“Vovô, já passou”!

Sempre me meteu medo o fato de um dia ficar velho.

Em criança, um menino com a cabecinha recheada de pensamentos que vagueavam titubeantes, cada um mais esdrúxulo que o outro, ao ver um sapato velho ser jogado fora, já que ele não dava meia-sola, imaginava que todo o velho teria o mesmo destino.

Uma vez crescidinho, não tanto como desejaria, ao ver um ancião ser despejado numa casa de idosos, pensava que todos nós iriamos ter o mesmo final infeliz.

Já hoje, ao ver o tempo passar, a velhice chegar, não sinto tanto o peso dos anos.

Ficar velho não tem tanta diferença de quando mais jovens. Principalmente quando se tem saúde. A clarividência ainda faz parte da gente. E o desejo de viver ainda se mostra arraigado nas profundezas de nossa alma.

Ser velho pode ser padecer no paraíso. Não aquele pra onde todos nós iremos. Mais cedo ou no mais tardar da vida. Naquele lugar encantado, pra muitos desconhecidos, na manhã de hoje, um céu emburrado, nuvens cinzentas escondem a azulice do céu.

O velho, melhor dizer idoso, sênior, como queiram, deveria desfrutar de certos privilégios.

Não ter de enfrentar filas pecaminosas. Gozar de transporte gratuito. Pagar meia entrada em estabelecimentos como cinemas, museus, e qualquer lugar onde deveria desfrutar do merecido descanso. E aculturar-se. Mas nem sempre é assim que acontece. Quantas vezes assisti a um senhor idoso de pé no transporte coletivo. Em seu lugar uma linda mocinha, ouvidos moucos, escutava num fone de ouvido uma música qualquer. E o pobre velho oscilava entre um cochilo e outro. Mal se aguentando em pé.

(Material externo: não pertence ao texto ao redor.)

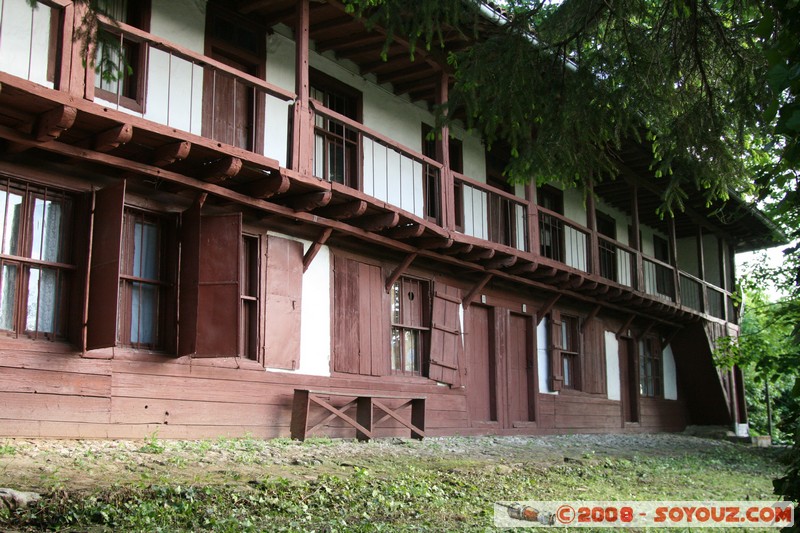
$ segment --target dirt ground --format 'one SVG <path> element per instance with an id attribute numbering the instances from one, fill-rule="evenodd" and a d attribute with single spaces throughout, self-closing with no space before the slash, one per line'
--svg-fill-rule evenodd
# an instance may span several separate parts
<path id="1" fill-rule="evenodd" d="M 563 464 L 639 454 L 682 456 L 742 446 L 684 434 L 441 437 L 424 441 L 224 439 L 209 441 L 68 441 L 0 439 L 0 487 L 47 492 L 127 484 L 244 485 L 267 477 L 315 479 L 321 474 L 376 474 L 396 470 L 403 457 L 431 468 L 513 469 L 520 464 Z M 765 450 L 774 453 L 779 450 Z"/>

Ontem assoprei mais uma velinha num bolo feito às pressas por minha querida filha. Era um bolo de chocolate com uma cobertura de coco. Na cerimônia, pouco concorrida, meus dois netinhos eram os convidados de honra.

Dom, o mais espertinho, glutão como ele só, antes que eu provasse o bolo subiu no tampo da mesa. Foi preciso afastá-lo daquela guloseima. Antes que ele caísse de carinha gulosa por cima da glace do bolo.

Cantado o parabéns, que não sei se foi pra mim ou para eles, coube ao Theo falar algumas palavras em honra à idade do avô.

Sempre tive medo do que me reservaria a velhice. Seria atirado fora? Como um sapato velho? Ou, quando não tivesse mais serventia, na decrepitude da idade provecta, estaria condenado a viver num asilo de idosos?

Foi quando o espertinho Theo, com a sua carinha de anjo, acabou me convencendo a não ter medo da velhice.

Foi exatamente assim que ele disse. Sem tirar nem depor contra mim: “vovô. Não tenha medo. Já passou”.

A partir de então acabei mais tranquilo. Ficar velho não é tão ruim assim.

Hoje acordei um ano mais velho. E já passou o medo de envelhecer.